The analysis covers the naturalistic elements of the hunt, the symbolic representation of the bear, the historical exploitation of the land, and the moral coming-of-age journey of the protagonist, Ike McCaslin.
What is the central research objective?
The objective is to categorize "The Bear" within literary frameworks while illustrating how the wilderness serves both as a victim of human greed and as an instructor for human moral growth.
Which scientific or literary methods are applied?
The author uses a literary analysis approach, drawing on genre definitions like naturalism and the Bildungsroman, and supports arguments through historical context and critical literary citations.
What topics are covered in the main section?
The main sections move from a naturalistic interpretation to a deep analysis of symbolism, historical background, and the educational role of the wilderness in shaping the protagonist's values.
Which keywords best characterize this work?
Key terms include William Faulkner, The Bear, Wilderness, Symbolism, Myth, Environmental Destruction, Bildungsroman, and Moral Development.

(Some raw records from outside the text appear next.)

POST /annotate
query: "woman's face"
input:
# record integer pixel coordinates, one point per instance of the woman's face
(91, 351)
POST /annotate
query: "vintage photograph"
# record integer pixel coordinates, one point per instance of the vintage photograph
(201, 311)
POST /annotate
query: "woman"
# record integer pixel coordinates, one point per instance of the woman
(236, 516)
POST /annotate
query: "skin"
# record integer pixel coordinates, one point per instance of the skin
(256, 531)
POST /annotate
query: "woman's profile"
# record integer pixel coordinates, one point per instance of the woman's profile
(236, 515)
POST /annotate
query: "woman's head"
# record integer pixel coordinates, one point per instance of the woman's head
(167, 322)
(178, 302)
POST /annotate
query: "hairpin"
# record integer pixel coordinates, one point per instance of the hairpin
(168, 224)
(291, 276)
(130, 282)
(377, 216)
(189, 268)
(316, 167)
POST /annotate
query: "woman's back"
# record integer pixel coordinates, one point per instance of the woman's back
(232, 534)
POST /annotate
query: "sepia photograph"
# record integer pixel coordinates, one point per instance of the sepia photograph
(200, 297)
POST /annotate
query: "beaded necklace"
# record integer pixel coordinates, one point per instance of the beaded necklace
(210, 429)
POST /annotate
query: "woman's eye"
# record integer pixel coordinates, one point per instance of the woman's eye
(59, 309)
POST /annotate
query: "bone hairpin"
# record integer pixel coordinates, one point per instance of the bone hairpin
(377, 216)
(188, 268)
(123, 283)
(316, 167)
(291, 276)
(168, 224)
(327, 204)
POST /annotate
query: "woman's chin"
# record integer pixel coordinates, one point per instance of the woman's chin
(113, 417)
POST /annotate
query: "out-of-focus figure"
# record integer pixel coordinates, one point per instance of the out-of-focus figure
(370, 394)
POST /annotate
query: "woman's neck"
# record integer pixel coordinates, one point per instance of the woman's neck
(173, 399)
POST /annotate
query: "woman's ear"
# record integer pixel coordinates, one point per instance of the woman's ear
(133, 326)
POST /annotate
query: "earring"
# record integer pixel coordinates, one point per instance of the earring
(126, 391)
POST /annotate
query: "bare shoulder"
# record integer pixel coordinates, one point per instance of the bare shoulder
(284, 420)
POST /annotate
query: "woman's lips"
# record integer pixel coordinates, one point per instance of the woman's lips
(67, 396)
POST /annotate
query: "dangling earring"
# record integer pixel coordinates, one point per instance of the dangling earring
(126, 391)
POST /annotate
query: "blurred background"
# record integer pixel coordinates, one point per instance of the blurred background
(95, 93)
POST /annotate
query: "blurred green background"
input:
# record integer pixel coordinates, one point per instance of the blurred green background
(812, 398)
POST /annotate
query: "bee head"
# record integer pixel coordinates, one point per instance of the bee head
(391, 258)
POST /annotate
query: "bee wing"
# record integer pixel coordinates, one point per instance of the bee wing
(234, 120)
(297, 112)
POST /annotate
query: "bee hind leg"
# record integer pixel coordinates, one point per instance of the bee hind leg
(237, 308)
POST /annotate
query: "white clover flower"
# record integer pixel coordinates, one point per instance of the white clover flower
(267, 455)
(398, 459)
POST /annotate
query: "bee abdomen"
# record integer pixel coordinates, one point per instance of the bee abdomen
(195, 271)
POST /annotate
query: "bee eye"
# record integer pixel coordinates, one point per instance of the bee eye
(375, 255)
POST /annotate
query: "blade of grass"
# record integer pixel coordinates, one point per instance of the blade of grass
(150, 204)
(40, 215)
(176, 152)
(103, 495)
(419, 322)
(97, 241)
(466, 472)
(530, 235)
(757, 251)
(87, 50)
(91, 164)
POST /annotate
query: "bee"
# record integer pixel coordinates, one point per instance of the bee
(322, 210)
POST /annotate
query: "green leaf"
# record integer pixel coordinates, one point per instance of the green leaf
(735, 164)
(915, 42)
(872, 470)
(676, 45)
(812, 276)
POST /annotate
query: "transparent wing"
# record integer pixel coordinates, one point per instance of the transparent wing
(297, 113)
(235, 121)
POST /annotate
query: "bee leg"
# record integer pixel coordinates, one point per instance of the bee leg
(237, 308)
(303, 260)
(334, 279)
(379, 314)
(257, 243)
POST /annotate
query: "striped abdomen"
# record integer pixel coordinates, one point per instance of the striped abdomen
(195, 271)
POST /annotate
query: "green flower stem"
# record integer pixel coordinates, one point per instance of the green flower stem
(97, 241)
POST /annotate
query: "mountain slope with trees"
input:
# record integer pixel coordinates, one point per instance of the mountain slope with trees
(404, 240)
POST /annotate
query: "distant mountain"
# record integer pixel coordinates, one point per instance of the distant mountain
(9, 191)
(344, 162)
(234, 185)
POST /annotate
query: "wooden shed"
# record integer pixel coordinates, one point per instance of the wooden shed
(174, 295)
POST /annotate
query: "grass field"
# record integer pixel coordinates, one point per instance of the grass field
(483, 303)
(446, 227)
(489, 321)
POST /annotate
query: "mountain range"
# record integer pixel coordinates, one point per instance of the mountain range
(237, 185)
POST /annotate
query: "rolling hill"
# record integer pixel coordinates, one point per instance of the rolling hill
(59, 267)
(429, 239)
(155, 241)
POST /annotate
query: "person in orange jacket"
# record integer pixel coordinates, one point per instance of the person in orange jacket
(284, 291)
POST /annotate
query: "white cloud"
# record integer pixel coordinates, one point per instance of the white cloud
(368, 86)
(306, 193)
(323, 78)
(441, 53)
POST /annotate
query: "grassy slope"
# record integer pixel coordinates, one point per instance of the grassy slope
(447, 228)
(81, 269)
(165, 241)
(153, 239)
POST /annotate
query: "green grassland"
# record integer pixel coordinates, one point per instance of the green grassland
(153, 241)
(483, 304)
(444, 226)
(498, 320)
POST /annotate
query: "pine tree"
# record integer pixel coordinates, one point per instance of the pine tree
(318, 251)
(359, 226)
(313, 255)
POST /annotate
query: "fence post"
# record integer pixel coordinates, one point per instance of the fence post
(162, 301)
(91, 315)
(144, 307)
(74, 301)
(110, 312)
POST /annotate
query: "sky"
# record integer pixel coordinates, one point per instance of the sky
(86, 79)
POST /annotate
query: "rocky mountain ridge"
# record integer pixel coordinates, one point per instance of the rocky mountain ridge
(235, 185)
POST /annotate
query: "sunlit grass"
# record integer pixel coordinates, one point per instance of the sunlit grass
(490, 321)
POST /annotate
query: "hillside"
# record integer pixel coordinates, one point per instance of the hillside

How does the author interpret the death of the bear?
The bear's death is interpreted as a symbolic marker for the irreversible destruction of the wilderness by rapacious human forces and the end of an old, untamed way of life.
Why is the character of Sam Fathers considered contradictory?
Sam Fathers is contradictory because he represents a deep, spiritual connection to nature, yet he facilitates the hunt and helps the men destroy the very creature that embodies the wild he loves.
What role does the "Bildungsroman" genre play in the analysis?
The author uses the concept of the Bildungsroman to explain Ike McCaslin's psychological development from a pure boy into a man who learns moral values, courage, and a respect for nature through his experiences in the woods.